Unidentified Man #8: You tell me to stay focused. I do need y'all and I do need help, because I am mad for real. And man, becoming aware of that. I do need this program. I do need it. I truly need it.

SULLIVAN: Counselors here say the hardest part isn't necessarily an addiction to drugs, but to the drug lifestyle. Counselor Lynwood Wright(ph) was one of the first offenders in the original pilot program.

Mr. LYNWOOD WRIGHT (Counselor, CSOSA): I spent 20 years in the streets of D.C. just selling drugs and using drugs and doing everything else that came with it - sex, drugs and money.

SULLIVAN: Now, Wright is one of the centers most effective counselors.

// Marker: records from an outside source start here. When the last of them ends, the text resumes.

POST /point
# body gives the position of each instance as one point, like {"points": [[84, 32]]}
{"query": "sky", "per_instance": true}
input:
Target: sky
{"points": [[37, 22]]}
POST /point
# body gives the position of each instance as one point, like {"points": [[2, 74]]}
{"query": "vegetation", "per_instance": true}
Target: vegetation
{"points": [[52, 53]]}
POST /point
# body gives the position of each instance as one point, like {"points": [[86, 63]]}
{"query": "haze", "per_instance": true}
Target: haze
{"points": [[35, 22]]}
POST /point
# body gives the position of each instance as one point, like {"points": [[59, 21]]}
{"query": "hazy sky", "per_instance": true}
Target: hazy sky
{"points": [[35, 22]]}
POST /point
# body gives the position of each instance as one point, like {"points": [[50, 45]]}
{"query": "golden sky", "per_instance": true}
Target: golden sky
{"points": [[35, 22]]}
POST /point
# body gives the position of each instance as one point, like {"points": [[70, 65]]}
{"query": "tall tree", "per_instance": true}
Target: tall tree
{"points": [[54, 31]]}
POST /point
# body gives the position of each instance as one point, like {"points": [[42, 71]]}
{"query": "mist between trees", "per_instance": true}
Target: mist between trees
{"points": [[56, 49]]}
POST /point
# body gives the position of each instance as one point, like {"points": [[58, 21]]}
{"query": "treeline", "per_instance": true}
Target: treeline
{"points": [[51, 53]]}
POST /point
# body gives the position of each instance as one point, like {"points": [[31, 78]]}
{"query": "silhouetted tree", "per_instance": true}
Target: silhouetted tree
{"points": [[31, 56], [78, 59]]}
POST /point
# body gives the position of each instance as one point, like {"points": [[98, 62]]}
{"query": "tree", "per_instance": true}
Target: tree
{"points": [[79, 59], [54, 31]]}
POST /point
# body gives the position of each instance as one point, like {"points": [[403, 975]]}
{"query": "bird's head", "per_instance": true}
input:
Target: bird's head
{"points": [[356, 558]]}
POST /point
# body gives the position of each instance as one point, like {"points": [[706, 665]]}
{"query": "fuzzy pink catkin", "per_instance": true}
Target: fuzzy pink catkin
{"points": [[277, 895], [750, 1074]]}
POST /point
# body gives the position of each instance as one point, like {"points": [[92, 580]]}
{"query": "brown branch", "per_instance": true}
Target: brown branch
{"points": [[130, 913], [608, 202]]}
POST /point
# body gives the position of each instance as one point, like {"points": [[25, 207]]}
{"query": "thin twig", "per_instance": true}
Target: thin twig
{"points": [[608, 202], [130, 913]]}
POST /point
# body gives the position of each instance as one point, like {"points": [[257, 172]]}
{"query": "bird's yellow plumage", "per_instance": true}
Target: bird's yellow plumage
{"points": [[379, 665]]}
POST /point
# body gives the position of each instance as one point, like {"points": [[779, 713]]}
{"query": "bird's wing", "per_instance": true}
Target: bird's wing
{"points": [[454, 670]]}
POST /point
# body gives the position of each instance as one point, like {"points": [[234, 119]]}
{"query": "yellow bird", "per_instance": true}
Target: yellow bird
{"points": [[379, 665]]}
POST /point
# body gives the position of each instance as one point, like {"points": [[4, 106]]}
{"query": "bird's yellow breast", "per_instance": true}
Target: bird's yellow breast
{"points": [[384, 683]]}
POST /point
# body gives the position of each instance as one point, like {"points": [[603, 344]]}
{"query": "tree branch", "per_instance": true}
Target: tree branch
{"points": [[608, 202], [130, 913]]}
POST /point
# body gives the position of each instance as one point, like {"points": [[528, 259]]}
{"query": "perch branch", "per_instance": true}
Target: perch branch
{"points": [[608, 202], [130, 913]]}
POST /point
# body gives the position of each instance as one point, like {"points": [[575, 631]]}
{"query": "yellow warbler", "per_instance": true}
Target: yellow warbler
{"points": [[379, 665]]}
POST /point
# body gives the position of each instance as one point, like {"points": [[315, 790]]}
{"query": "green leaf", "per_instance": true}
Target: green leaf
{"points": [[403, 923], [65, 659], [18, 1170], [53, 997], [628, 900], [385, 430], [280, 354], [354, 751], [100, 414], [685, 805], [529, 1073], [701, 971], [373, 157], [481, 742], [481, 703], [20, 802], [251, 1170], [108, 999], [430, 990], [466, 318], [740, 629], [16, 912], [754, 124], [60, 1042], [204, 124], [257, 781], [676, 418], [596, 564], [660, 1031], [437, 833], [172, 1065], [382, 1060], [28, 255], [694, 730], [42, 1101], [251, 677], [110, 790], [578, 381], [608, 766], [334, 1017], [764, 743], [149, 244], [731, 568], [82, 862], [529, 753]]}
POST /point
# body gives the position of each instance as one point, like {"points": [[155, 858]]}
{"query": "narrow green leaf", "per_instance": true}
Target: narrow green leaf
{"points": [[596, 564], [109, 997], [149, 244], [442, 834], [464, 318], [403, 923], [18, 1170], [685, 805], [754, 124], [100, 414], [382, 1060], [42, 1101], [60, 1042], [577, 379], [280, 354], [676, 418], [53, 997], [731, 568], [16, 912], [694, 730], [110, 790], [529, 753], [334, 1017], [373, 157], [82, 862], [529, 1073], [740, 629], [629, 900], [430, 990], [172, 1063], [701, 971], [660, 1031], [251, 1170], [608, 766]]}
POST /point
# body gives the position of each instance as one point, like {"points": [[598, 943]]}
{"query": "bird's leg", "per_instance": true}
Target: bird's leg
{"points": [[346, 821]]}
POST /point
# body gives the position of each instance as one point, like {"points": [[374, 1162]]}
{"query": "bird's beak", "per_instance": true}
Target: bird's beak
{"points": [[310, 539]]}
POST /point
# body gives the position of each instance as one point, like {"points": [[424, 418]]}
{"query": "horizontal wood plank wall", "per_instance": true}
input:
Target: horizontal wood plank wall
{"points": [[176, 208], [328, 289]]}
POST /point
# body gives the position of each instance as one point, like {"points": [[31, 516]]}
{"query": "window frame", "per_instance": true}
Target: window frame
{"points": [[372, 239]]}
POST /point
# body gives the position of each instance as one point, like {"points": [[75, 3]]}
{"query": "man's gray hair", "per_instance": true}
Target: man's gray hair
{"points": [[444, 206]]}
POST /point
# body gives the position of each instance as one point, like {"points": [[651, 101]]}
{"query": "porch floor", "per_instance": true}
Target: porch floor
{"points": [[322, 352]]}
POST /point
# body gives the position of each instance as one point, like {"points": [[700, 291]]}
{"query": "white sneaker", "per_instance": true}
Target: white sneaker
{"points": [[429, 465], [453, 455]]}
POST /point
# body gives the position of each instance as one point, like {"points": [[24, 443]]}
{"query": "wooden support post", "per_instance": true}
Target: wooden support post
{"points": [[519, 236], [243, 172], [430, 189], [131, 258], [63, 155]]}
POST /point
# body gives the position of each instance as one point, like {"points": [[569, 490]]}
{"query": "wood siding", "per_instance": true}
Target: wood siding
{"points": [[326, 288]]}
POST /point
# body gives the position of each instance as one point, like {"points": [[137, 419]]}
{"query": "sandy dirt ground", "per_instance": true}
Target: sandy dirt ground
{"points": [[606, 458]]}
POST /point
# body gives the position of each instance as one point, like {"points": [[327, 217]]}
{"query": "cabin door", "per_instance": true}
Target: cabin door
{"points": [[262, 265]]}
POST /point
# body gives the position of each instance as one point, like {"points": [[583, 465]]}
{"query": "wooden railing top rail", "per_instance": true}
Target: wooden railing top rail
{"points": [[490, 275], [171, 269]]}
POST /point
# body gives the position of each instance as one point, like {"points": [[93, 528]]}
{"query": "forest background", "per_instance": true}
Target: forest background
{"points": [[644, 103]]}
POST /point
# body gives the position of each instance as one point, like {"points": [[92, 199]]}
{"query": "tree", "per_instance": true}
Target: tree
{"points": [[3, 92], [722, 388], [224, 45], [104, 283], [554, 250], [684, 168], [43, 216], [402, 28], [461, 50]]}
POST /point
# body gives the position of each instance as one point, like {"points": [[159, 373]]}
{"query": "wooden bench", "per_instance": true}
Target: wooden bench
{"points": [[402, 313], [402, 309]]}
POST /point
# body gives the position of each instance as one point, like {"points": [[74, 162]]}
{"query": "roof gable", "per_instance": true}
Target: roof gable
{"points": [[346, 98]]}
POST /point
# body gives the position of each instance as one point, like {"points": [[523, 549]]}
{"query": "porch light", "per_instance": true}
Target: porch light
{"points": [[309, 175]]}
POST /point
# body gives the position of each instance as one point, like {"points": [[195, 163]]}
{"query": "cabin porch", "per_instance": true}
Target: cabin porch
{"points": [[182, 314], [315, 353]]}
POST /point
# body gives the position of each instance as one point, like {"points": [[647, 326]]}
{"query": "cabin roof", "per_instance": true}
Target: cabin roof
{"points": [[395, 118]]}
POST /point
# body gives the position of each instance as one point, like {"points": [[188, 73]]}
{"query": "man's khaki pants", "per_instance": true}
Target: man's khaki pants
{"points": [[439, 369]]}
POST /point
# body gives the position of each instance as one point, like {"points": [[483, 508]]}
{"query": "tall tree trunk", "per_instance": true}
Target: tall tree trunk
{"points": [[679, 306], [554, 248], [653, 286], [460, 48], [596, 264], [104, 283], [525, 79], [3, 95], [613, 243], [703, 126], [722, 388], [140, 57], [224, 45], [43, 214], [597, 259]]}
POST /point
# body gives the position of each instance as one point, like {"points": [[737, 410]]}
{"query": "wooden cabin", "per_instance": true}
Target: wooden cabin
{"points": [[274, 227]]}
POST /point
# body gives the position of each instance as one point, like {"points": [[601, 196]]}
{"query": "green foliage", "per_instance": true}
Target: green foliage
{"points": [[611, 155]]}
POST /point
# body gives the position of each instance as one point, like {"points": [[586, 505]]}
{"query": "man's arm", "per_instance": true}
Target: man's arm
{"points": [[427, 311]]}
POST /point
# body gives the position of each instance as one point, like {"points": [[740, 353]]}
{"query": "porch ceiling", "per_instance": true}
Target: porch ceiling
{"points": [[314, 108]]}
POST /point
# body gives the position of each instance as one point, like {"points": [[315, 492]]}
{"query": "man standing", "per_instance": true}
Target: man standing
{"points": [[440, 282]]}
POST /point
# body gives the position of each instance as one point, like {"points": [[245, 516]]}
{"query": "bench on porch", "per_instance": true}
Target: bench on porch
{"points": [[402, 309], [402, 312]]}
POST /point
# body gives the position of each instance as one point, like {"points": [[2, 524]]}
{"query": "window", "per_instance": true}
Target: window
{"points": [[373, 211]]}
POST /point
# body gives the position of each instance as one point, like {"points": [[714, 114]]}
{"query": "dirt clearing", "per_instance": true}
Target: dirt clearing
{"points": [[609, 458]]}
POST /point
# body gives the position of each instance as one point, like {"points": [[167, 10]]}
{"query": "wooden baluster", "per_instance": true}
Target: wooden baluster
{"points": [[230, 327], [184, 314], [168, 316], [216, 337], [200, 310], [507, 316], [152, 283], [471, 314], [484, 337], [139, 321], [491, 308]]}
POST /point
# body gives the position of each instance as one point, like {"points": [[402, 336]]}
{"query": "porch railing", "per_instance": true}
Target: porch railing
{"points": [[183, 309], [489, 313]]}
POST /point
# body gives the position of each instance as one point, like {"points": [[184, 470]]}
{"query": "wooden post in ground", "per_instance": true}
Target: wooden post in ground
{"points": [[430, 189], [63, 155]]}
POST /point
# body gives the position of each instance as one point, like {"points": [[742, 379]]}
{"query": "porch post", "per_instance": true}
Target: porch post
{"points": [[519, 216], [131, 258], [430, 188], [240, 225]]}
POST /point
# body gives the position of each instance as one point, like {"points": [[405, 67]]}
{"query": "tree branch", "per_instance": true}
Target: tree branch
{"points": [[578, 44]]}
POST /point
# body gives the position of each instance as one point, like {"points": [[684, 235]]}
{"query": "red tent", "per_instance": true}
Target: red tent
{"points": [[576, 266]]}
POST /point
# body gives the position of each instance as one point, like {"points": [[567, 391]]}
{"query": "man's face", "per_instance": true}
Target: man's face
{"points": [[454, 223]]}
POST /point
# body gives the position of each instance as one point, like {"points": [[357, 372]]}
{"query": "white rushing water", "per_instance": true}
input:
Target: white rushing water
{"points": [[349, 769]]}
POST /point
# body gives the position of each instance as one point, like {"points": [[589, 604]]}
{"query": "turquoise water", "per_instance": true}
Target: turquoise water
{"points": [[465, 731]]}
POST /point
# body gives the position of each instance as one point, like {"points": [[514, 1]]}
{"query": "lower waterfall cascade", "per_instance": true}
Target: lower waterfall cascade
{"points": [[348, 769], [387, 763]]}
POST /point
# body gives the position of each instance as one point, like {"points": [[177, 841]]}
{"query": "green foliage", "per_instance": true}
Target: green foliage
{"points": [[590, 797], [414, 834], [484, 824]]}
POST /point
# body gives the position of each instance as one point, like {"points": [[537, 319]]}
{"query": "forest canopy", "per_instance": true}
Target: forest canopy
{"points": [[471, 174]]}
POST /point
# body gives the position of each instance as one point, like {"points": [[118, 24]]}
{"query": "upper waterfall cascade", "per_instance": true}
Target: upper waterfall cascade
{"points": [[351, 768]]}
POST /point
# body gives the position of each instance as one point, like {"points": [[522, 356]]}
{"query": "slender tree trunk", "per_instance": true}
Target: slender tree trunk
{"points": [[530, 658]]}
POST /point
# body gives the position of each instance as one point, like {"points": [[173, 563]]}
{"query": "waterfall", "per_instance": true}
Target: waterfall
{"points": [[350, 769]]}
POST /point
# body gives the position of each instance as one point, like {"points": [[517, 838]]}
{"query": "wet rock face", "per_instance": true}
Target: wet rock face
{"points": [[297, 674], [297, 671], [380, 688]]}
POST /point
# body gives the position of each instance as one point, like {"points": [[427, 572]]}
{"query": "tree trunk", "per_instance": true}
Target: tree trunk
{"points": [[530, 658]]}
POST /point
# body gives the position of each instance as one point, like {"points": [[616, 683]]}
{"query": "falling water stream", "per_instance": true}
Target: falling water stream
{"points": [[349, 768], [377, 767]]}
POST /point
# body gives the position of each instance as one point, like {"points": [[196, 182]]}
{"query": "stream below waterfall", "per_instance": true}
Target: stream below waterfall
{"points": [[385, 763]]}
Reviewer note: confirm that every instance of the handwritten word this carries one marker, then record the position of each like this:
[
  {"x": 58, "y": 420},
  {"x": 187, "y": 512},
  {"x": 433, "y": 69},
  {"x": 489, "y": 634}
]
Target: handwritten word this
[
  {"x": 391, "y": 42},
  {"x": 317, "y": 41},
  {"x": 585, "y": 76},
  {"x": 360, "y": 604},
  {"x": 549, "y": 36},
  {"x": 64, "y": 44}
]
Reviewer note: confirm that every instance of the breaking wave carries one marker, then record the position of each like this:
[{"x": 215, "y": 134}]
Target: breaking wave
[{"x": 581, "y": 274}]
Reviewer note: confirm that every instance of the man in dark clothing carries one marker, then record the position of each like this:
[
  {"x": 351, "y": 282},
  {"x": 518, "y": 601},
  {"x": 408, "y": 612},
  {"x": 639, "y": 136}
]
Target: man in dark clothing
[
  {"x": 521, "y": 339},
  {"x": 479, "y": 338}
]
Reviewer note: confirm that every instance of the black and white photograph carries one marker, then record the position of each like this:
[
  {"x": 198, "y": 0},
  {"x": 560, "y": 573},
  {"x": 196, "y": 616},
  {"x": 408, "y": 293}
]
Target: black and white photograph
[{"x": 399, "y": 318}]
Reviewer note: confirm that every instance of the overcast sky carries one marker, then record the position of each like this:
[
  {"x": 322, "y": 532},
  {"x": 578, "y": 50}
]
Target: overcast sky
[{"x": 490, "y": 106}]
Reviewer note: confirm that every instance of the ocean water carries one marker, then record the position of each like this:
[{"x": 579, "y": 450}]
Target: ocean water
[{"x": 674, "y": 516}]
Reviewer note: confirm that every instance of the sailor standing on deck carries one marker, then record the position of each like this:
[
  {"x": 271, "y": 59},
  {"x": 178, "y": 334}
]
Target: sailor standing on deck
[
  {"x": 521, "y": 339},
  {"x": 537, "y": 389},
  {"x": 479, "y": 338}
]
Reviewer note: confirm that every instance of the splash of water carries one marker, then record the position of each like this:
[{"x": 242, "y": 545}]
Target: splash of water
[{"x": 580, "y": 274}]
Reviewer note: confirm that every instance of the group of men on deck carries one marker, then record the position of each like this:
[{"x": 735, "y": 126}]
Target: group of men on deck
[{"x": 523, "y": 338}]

Mr. WRIGHT: When I got here, I found out that these people were seriously trying to do something, you know, like teach some old dogs some new tricks. If you want to stop going to jail, okay? If you want to your life to get better, you're going to have to abide to this process.

SULLIVAN: So far, 90 percent of the inmates this year have done just that. They stayed at the center for the 30 days and then voluntarily went on to three-month programs based on what they need most - job skills, housing or more drug counseling. As program officials and members of Congress cut the official ribbon this week, they're hoping these men prove 10 years was worth the wait.

Laura Sullivan, NPR News, Washington.